This is the name in Persian for a water channel dug underground at a precisely calculated angle of slope to bring water from a source usually under mountains or hills down to the arid land of the plains where people live. In effect, an underground aqueduct. They consist of a tunnel barely high enough for a bending man to pass, with regular vertical shafts used both in the construction process and for regular maintenance. The earliest known qanats date to around 2,700BC, and thousands are still in use today. The building of a qanat was a highly specialised process, since the gradient sometimes had to be worked out over a length of up to 50-70 kilometres, although most are much shorter than that. The long straight lines of excavated circles of earth around the vertical shafts are visible from the air, and were often one of the only features visible on domestic flights over the south-east of Iran. They stretch across the desert landscape at regular intervals of about fifty metres. The main well at the head, artificially created from an underground spring, can be up to 300 metres underground. It was therefore expensive and difficult to build a qanat, and was often carried out as an investment by landlords, who could then sell the water. For the specialised labourers who dug and maintained tunnels and shafts, known as muqannis, it could be dangerous work - when tunnel roofs collapsed for example.
Since the water never comes to the surface until the end of the qanat there was obviously not much evaporation even in the summer months when temperatures in south-eastern Iran reach into the mid- and upper-40s centigrade.
This expertise was exported to several neighbouring countries, and I now know that the Turpan water system in Xinjiang - where the qanat is known as a karez - was probably introduced by Persian experts during Tang times. In this case, water originating in the Tian Shan Mountains was brought down to supply the needs of Silk Road caravans and travellers on the rim of the Taklaman Desert.

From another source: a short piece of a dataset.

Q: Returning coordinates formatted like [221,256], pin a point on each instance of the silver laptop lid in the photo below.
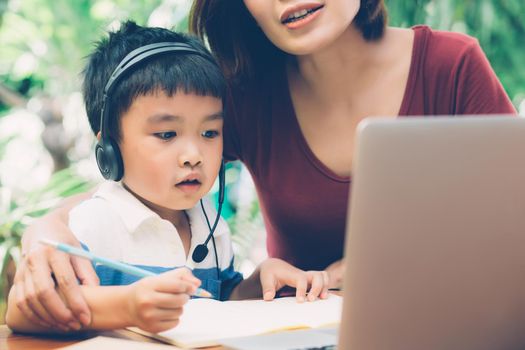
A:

These photographs were taken in 1978 near Kerman, in south-eastern Iran: in the first, looking across the arid landscape the circular mole-like heaps of excavated earth, or miniature bomb craters, mark the opening of a vertical shaft and illustrate the direction of the qanat down to the village whose single-storey houses can be seen on the horizon; the second photo shows the opening of the qanat in the village at ground level, where the crystal-clear water could then be collected for household use, and switched through gates and dams into irrigation channels for agricultural use as needed.